Context: German Investigation & Ricochet Case

  • Discussion centers on a German TV report alleging a timing-based deanonymization of an onion service (Boystown CSAM forum) between ~2019–2021.
  • Tor Project blog says: likely a guard-discovery attack on a user of an old Ricochet client lacking Vanguards(-lite); mitigations have existed in Ricochet-Refresh since 2022.
  • Technical details from NDR/CCC are limited or not shared with Tor; several commenters flag this lack of transparency as a problem.

“Is Tor Safe?” – Threat Model Framing

  • Many stress “safe for whom, against whom?”
    • Against local ISPs, adtech, basic law enforcement, and many non-Western regimes: Tor is seen as significantly safer than plain internet or most VPNs.
    • Against well-resourced Western intelligence (NSA, Five Eyes, Mossad, etc.): several argue you should assume they can sometimes deanonymize users, especially targeted ones.

Guard Discovery, Timing & Correlation Attacks

  • Known weaknesses: traffic analysis using packet size/timing, guard discovery, and flow-correlation, especially for onion services repeatedly contacted.
  • Vanguards (entry + middle guard design) aim to make these attacks more expensive but not impossible; mitigations shift economics, don’t “fix” the problem.
  • Some propose additional obfuscation (VPNs with padding/shaping, more hops, aggressive padding), but others note performance and practicality issues.

Relay/Exit Node & Global Adversary Concerns

  • Long debate about whether governments run “most exits” or a large fraction of relays; concrete evidence is scarce, but metrics show many relays in 14‑Eyes countries.
  • Tor community does active bad-relay detection and relay governance; still, commenters consider large-scale relay control or IXP fiber taps realistic for state actors.
  • Important nuance: exits are irrelevant for onion services; their main risk is correlation, not exit logging.
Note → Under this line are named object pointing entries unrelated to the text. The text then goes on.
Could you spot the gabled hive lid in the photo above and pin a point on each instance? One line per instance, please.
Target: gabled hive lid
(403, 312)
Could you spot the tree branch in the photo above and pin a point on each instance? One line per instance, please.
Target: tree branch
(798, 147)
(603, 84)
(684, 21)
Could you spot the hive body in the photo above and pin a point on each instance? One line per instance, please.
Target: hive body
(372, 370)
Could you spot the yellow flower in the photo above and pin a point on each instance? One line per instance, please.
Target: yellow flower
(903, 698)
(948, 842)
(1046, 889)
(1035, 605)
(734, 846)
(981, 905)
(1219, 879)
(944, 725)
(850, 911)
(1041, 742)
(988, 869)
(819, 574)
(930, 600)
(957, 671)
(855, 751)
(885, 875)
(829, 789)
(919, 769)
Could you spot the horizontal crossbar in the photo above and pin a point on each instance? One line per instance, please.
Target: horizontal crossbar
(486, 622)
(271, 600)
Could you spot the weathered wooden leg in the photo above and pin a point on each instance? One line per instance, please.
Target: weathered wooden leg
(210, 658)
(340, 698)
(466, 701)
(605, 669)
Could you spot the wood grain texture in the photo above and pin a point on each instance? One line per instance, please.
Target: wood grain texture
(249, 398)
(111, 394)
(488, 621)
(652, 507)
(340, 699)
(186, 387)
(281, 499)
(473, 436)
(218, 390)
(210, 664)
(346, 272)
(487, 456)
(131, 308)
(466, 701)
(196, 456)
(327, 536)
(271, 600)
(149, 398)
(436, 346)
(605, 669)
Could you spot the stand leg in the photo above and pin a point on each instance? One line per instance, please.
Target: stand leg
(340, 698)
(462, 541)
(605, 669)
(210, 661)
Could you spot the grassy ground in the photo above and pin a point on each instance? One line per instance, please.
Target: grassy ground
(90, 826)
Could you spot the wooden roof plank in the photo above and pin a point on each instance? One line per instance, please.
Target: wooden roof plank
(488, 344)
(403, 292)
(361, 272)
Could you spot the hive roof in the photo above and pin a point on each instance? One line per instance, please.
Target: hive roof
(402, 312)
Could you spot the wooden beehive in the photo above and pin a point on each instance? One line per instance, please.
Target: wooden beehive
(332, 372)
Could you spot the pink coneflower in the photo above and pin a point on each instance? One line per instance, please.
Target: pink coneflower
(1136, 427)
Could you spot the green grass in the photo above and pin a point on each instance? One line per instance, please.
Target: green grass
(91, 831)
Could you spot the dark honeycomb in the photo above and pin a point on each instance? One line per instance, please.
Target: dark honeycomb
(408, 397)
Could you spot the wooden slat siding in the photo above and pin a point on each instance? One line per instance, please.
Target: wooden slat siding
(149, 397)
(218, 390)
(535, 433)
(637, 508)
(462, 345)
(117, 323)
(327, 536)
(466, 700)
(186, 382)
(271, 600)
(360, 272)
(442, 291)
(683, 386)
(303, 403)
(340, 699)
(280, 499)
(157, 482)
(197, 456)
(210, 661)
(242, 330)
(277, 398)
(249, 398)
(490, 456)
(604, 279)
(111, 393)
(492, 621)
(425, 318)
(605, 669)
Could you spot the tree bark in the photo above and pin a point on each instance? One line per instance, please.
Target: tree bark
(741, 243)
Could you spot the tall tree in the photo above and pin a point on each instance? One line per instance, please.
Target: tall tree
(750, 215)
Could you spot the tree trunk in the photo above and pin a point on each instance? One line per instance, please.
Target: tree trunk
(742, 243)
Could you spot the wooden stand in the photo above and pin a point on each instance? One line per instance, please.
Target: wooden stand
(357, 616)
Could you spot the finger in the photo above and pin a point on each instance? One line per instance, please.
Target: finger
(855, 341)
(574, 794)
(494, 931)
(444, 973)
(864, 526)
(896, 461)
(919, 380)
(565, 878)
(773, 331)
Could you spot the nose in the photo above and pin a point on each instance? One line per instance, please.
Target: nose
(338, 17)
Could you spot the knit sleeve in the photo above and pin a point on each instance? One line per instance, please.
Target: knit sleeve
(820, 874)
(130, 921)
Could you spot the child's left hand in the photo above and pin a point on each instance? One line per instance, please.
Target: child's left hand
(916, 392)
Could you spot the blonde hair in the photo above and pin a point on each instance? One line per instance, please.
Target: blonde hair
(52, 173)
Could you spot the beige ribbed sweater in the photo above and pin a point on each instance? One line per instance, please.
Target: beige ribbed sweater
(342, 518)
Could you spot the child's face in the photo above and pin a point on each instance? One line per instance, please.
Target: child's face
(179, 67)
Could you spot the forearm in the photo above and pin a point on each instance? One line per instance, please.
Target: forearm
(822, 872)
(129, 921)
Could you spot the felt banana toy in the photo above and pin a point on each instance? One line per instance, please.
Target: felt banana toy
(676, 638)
US Government Funding & “Honeypot” Fears

  • Tor’s origins in US Naval Research and majority US-government funding trigger suspicion for some, who see Tor as a possible “NOBUS” or honeypot.
  • Others counter: US agencies also need strong anonymity tools; funding doesn’t prove backdoors, and there’s no visible mass-arrest pattern attributable to breaking Tor’s core design.

Legitimate Uses, Crime, and OpSec

  • Use cases cited: bypassing censorship, anonymous journalism/whistleblowing (e.g., SecureDrop), avoiding tracking (e.g., via onion mirrors of major sites), NAT traversal.
  • Many arrests of Tor users are attributed in the thread to endpoint compromise, zero-days, metadata (who used Tor when), or blatant operational mistakes, not Tor protocol breaks.
  • Consensus: nothing is 100% safe; Tor remains the best widely deployed option for practical anonymity, but users must understand limits and risk tolerance.